You see, Gipps-Kent represented that quiet boy in the back of the class that the C-crowd girls always had a crush on. Of course secretly I was one of their number (the C-crowd girls that is). He would be the sort of bloke I would fantasize about having a sleepover with where we would stay up all night and talk about geeky things and then I'd turn up the thermostat to coax him out of his pajama bottoms. Then we'd wake up early and watch Battle of the Planets over a bowl of Count Chocula.

And so I would wear out the rewind button on the Betamax to rewatch his scenes over and over again. Considering a good many of his scenes were with Lalla Ward, I didn't know whether I was coming or going. Yes, yes, being a teenager is one screwed up existence, yadda, yadda pass the Chocula.

Sadly Simon Gipps-Kent died of a morphine overdose in 1987. His last role was as Rudkin the messenger in the un-aired pilot for the original Blackadder series. Of course where I was originally a 15 year old ogling a 21 one year old who looked 15, I'm now a 42 year old who looks 35 shaking my head at a perfectly preserved ghost.

Television messes with your mind that way. Seventeenth century denizens simply didn't have to contend with this. Everyone around them sagged and got liver spots and with the possible exception of rich people having paintings of themselves that were idealized in the first place, people only had their dubious memories to rely on.

But there he is, forever stuck at 21 going on 16 for me to return to, rewatch after rewatch. My tastes have changed drastically, but it gives me some small insight into those strange middle aged women who still fawn over Davy Jones or New Kids on the Block. Somewhere between the haze of memory and the cold hard light of television lies...Simon Gipps-Kent.

********

Watching The Horns of Nimon is always a bittersweet experience. Unlike many fans I love it in all its campy, cheap goodness. Romana gets to play the Doctor-y role and she presides like queen bee over a pantomime proceedings. Her moral outrage is classic Doctor. Graham Crowden is horridly over-the-top so you do have to squint a little when watching his scenes (or put some cheesecloth over the screen).
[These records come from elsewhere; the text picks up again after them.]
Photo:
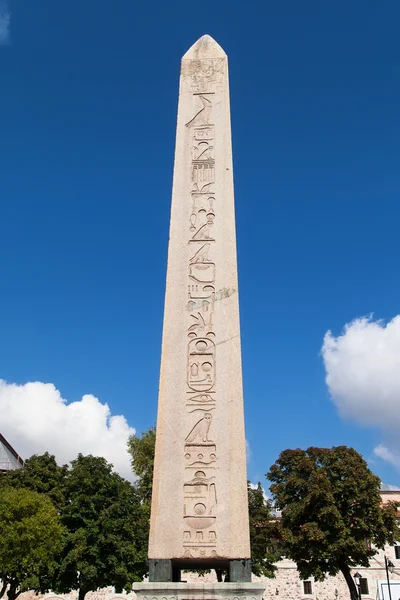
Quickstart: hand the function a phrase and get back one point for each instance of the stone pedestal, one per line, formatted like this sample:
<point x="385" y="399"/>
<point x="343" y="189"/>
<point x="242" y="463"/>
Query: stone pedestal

But no, what really grabs at my heartstrings is the final appearance of the diamond logo opening and classic arrangement of the title music. Despite how campy and light the series had become, that opening still gave it gravitas and history (right back to season 11 and Jon Pertwee). Of course at 15, what was to come the following week was unbelievably exciting (more on that next time), but as the years go by I am struck by the sense of loss. After all it was that classic opening that first drew my attention to the show.

Bernard Lodge's slit-scan technique is brilliant. So much so that I was rapt watching him explain it on a recent DVD featurette. Farewell, diamond logo opening, I shall miss you. Yes, I shall miss you.

Original viewing date: November 17, 1984

Wine:
Dancing Bull Zinfandel! How brilliant is that.

Music: "Infatuation" by Rod Stewart. I have fond memories of watching the video at the time with a friend, as we pissed ourselves laughing. Rod Stewart stalking Key Lenz (while overfeeding his fish), but obviously more obsessed with his own body. And that ridiculous scene of him on the merry-go-round at the end looking petulant and rejected. The past is truly an embarrassing place.